石狩振興局 産業振興部 整備課長 守屋 明


石狩の基盤整備
 石狩管内の基盤整備は、昭和31年度からの篠津地域泥炭開発事業事業による石狩川右岸下流地域の約11,400haに及ぶ大水田地帯の開発に始まり、昭和の時代まで用排水・農道・ほ場整備といった基礎的な基盤整備が行われた。平成以降は水田の汎用化と作業効率向上を目的に暗渠排水や区画整理、用排水路等の2次的な基盤整備が行われ、担い手に農地が集積された。
 最近は、食味向上のための客土が行われている。泥炭地における米粒中の高タンパク値を低減するために、土壌からの窒素供給量の抑制や土壌中の可給態ケイ酸の含有量の向上が必要である。「安全で安心して食べることができる米づくり」のため砂質系土壌による客土を実施しており、21年度までに677haが整備された。
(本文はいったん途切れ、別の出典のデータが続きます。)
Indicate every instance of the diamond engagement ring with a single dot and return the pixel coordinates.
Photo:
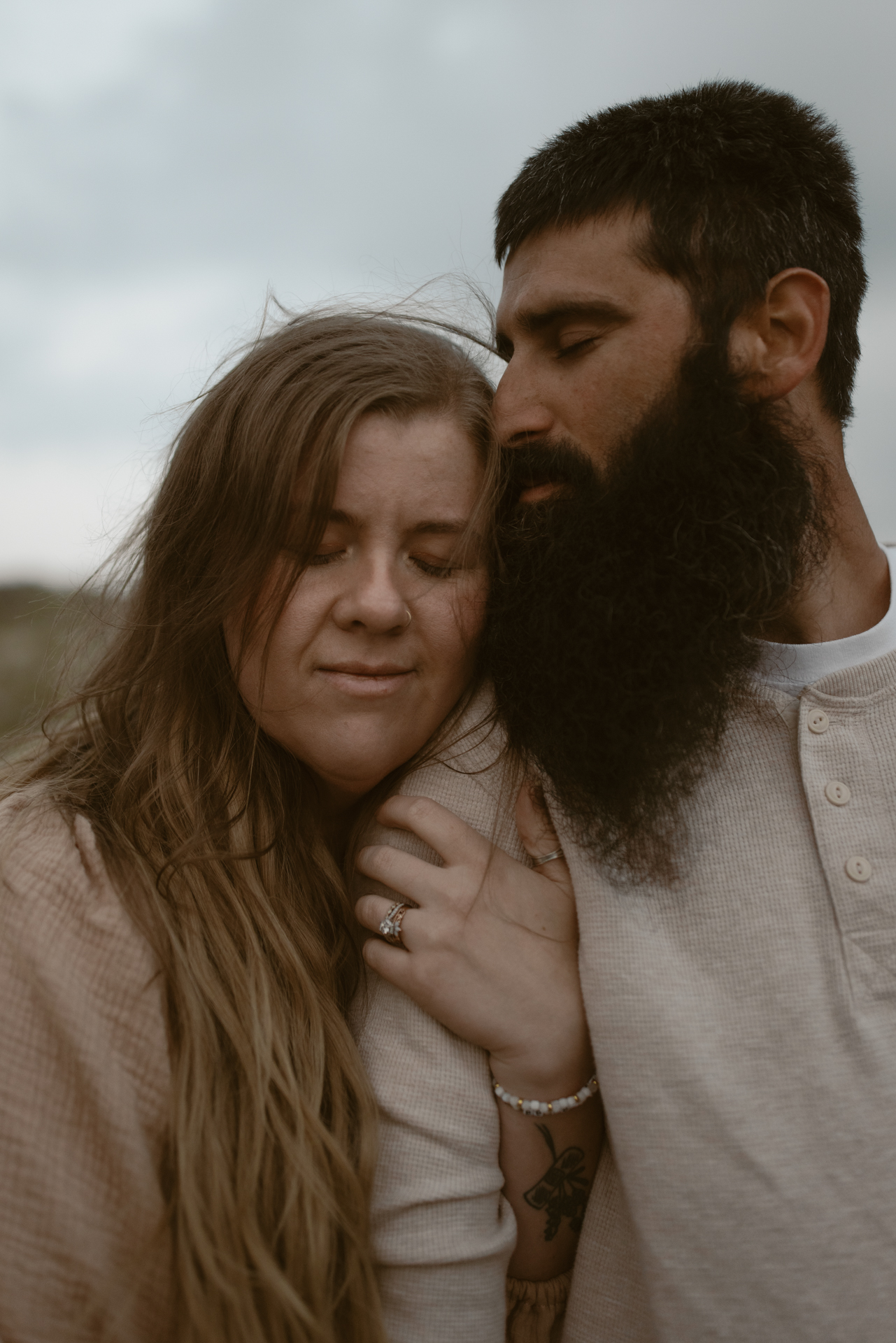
(547, 857)
(391, 925)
指標として、加給態ケイ酸量を16mg/100g以上、加給態窒素量を10mg/100g以下、タンパク含有量8.5%未満を目標としている。

農業農村整備事業
 平成22年度の予算概要は、道営事業について執行予算ベースで、
・経営体育成基盤整備事業 (一般型)4地区330百万円
・経営体育成基盤整備事業 (面的集積型)17地区1,364百万円
・地域水田再編事業 3地区146百万円
・畑地帯総合整備事業 1地区22百万円
・一般農道整備事業 1地区129百万円
・特定農業用管水路等特別対策事業 2地区 90百万円
道営合計で28地区2,081百万円

団体営については、
・国営造成施設管理事業 (管理体制)5地区36百万円
・基幹水利施設管理事業 13地区177百万円
・新農業水利システム保全対策事業 2地区 218百万円

他に
・非公共事業のバイオマス利活用交付金事業1地区765百万円が実施されている。
 道営事業の5年間の当初事業費の推移では、
・18年度:39億円
・19年度:42億円
・20年度:33億円
・21年度:23億円
・22年度:13億円
と暫時減少傾向にあり、大幅に予算が減少された22年度は特に地元要望に応えられていない状況がある。このままで推移すると農家の営農計画に相当の支障が生じ、大幅な計画変更をしなければならない。
 国は自給率を50%まで引き上げるとしているが、排水改良等の基盤整備が進まないことで品質・収量が向上しない。
 21年度は冷湿害、22年度は高温湿害が発生しており、基盤整備事業で実施している暗渠排水等の効果があらためて評価されたところである。
 また、気象変動によるゲリラ豪雨が管内でも発生しており、一部排水路の整備を早急に実施しなければならない地域もある。面的な整備とともに用排水路の整備も重要な課題である。
 今後、20数地区ほどの面的整備を必要とする継続地区があり、予算の確保とともに農地や用排水路施設等の基礎的な基盤整備を効率的に実施、また、麦・大豆等の生産拡大に向うよう戦略的に事業を進めていくことが求められている。